Gen churned the sentence through the different languages with no clear idea of which countries were represented or who was in need of a translator. His voice was full of the soothing monotony of the overhead announcements heard in train stations and airports.
But the men and women did not part quickly. Instead they clung to one another, arms around necks. Couples who had not held each other this way for years, who had perhaps never held each other this way in public, embraced deeply. It was a party that had simply gone on too long. The music had stopped and the dancing had stopped and still the couples stood, each enveloped in the other, waiting. The only awkward pairing was between Roxane Coss and the accompanist. She looked so small in his arms she seemed almost a child. She didn’t appear to want to be held by him, but on closer inspection she was actually shoring him up. He draped himself on her, and the grimace on her face was that of a woman unequal to the weight that had been given her. Mr. Hosokawa, recognizing her distress (because he had been watching, having no one to embrace himself, his own wife safely home in Tokyo), took the accompanist in his arms, wrapping the much larger man across his shoulders like a coat in warmer weather. Mr. Hosokawa staggered a bit himself, but it was nothing compared with the relief that flooded her face.
“Thank you,” she said.
“Thank you,” he repeated.
“You’ll look after him?” At this point the accompanist raised his head and took some of his weight onto his own feet.
“Thank you,” Mr. Hosokawa repeated tenderly.
Other men, single men, mostly waiters, all of whom wished that they had been the one to peel this dying gringo from her shoulders, moved forward to help Mr. Hosokawa, and together they shuffled to the left side of the room with the sour-smelling man, his blond head swinging as if his neck had been snapped. Mr. Hosokawa turned to look at her, so heartsick to think she would be alone. He might have thought that she was watching him, but really she was looking at her accompanist, who was slumped in Mr. Hosokawa’s arms. Once he was away from her it was much easier to see how ill he looked.
Now, in the face of so many passionate good-byes, it struck Mr. Hosokawa that he had never even considered bringing his wife to this country. He did not tell her that she had been invited. He told her he was attending a business meeting, not a birthday party to be held in his honor. Their unspoken agreement was that Mrs. Hosokawa always stayed home with their daughters. They did not travel together. Now he could see how smart this decision was. He had kept his wife from discomfort and possibly harm. He had protected her. But still, he couldn’t help but wonder what it would have been like for the two of them to stand together now. Would they have felt so much sadness when they were told to step away from one another?
For what seemed like a long time but could not have been a whole minute, Edith and Simon Thibault said nothing to each other. Then she kissed him and he said, “I like to think of you outside.” He could have said anything, it made no difference. He was thinking of those first twenty years they were married, years when he had loved her without any kind of real understanding. This would be his punishment now, for all his time wasted. Dear Edith. She took off the light silk wrapper she was wearing. He had forgotten to ask for it. It was a wonderful blue, the blue used on the dinner plates of kings and the underbreasts of the birds in this very godforsaken jungle. She crumpled it up into a surprisingly small ball and pressed it into the waiting cup of his hands.
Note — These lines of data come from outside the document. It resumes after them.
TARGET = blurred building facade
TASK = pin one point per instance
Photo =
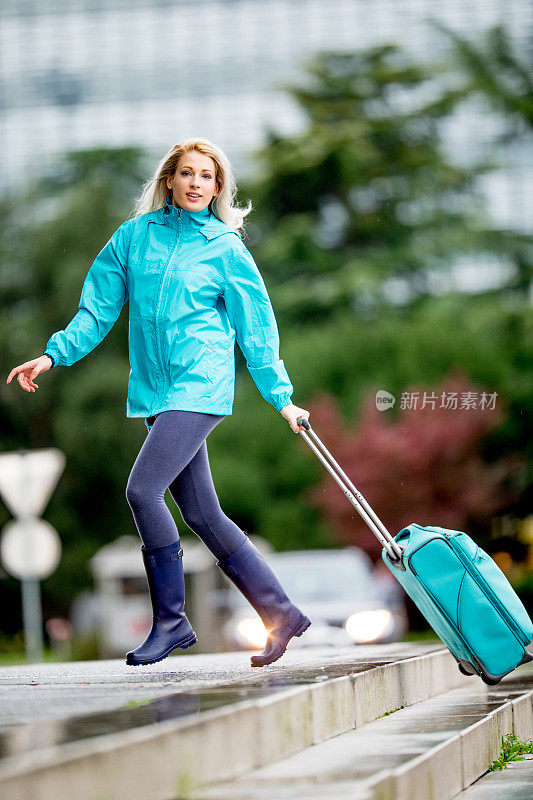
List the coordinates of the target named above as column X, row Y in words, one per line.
column 86, row 73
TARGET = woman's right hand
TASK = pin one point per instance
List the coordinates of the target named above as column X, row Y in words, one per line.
column 28, row 371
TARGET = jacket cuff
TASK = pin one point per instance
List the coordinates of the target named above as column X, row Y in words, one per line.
column 50, row 356
column 283, row 401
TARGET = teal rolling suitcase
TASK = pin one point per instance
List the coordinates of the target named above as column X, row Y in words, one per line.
column 458, row 587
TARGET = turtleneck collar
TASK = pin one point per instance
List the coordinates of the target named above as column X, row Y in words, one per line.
column 201, row 216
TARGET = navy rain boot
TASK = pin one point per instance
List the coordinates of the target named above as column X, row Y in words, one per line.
column 252, row 575
column 170, row 626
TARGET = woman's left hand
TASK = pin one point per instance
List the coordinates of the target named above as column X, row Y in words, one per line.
column 291, row 414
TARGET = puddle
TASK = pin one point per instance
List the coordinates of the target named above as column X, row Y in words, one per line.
column 146, row 711
column 142, row 711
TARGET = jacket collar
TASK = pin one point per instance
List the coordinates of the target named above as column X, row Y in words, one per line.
column 205, row 220
column 196, row 216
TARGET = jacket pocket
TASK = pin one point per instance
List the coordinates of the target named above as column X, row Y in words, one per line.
column 217, row 367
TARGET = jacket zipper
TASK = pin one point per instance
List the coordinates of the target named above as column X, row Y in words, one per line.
column 486, row 588
column 161, row 294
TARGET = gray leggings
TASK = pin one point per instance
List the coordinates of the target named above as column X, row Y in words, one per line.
column 174, row 457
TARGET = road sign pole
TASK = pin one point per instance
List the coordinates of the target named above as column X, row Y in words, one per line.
column 30, row 588
column 30, row 547
column 32, row 619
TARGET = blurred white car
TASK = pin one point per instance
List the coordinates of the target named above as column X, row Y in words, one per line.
column 347, row 600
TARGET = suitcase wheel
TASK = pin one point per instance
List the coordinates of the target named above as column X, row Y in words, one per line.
column 466, row 668
column 490, row 681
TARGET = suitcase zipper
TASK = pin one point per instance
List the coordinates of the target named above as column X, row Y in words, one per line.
column 449, row 538
column 478, row 577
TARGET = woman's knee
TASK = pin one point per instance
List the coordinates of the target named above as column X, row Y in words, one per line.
column 201, row 518
column 136, row 491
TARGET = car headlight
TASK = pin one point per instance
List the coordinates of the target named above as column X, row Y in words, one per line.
column 367, row 626
column 252, row 632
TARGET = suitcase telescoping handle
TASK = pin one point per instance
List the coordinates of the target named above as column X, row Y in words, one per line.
column 354, row 496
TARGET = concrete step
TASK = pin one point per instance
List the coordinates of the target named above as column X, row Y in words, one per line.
column 431, row 750
column 315, row 694
column 513, row 783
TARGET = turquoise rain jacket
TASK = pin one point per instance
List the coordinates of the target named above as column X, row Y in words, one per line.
column 193, row 288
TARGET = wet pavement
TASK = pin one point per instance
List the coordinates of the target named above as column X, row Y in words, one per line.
column 513, row 783
column 339, row 767
column 49, row 704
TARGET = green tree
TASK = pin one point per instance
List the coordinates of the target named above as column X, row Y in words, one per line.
column 490, row 69
column 364, row 202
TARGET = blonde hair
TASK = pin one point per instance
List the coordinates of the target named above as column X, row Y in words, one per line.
column 155, row 189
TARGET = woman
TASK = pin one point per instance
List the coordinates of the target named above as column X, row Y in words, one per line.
column 193, row 287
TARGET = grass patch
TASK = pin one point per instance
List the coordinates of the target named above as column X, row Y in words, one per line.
column 387, row 713
column 512, row 750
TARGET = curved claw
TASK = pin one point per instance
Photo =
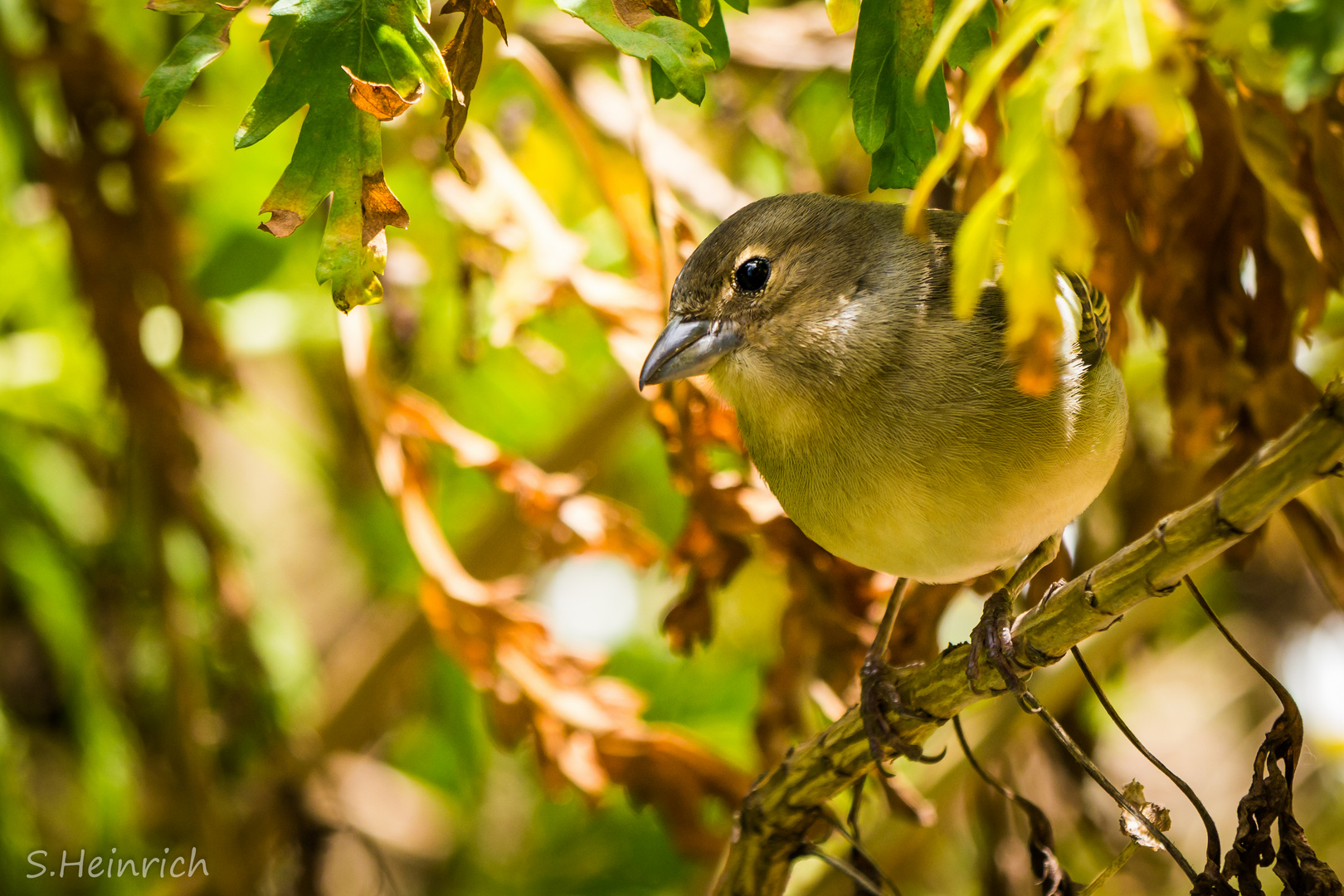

“Don’t do anything stupid,” she said, and because it was the last thing she asked of him, he swore he would not.
For the most part the separation of hostages was civil. No two had to be pried apart with a gun. When they knew their time was really up the men and the women separated, as if a complicated dancing reel were about to begin and soon they would join and split and change, passing their partners off only to receive them back into their arms again.